Treebeard fires more splinters at Tye. Tye looks badly hurt and he darts back into his bedroom, glugging down a blue healing potion — one of Bernard’s best.
Again, I’m tempted to help, but I can’t. This has to be a fair fight.
Grimdark rushes into the bedroom after Tye and stops at the threshold to look around at the dancing blue flames on the ceiling and the cloth-of-gold drapes around the four poster. He whistles in admiration. ‘Nice pad.’
Treebeard yells, ‘Get him you oversized dope.’
Tye blasts Treebeard with a Flaming Ray. The druid is not totally immune to fire it seems, and he catches light. It’s a neat graphical effect, but it doesn’t slow him. He fires more splinters. Tye rolls on the ground, trying to get under the bed, but cracks his head against the ceramic chamber pot, there for dungeon-dressing purposes only.

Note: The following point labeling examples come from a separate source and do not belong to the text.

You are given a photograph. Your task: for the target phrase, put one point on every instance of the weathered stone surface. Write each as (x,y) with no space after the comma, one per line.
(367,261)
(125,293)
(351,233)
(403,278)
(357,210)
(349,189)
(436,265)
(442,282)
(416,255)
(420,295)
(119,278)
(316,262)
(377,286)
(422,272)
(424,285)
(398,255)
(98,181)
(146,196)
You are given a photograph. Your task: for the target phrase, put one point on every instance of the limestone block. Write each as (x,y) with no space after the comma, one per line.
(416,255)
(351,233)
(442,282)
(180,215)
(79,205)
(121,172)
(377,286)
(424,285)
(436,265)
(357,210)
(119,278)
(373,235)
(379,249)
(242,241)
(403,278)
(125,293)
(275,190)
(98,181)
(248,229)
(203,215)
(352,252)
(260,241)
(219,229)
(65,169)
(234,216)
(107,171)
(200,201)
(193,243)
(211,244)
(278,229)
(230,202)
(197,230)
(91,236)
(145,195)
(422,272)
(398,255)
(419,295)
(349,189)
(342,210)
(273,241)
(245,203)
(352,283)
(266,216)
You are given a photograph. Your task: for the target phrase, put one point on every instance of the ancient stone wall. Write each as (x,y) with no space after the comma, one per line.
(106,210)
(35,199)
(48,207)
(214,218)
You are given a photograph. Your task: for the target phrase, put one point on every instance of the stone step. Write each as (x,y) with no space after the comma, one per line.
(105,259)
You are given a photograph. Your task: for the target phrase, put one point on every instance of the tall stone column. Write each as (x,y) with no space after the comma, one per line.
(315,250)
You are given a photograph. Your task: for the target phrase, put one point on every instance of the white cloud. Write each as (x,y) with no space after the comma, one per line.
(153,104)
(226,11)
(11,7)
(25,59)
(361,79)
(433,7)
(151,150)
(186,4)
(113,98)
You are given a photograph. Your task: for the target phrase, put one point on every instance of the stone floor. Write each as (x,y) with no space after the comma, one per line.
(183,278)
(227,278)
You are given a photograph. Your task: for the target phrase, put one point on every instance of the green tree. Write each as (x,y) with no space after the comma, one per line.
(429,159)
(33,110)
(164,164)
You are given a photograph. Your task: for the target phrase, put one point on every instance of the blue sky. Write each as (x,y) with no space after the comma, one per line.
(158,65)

Grimdark raises his axe and slams it down to where Tye was a second before. The blade clangs against the stone flagstones in a scraping of sparks.
Tye is under the bed. I’m guessing his healing potion was on cool-down so he’ll have to wait a second. Treebeard mutters magic words and his ivy tendrils snake out again, disappearing under the bed before they pull out a writhing Tye. Tye tries to get off a Flaming Ray, but he’s bound up tight by the druid’s tendrils. He throws up his hands to ward off the shooting splinters but takes them full in his chest. He rolls and reaches for the blue healing potion, but before he can raise it to his swollen lips, Grimdark brings down his mighty axe on the wizard’s head killing off my little buddy Tye. I wince, but there’s nothing I can do.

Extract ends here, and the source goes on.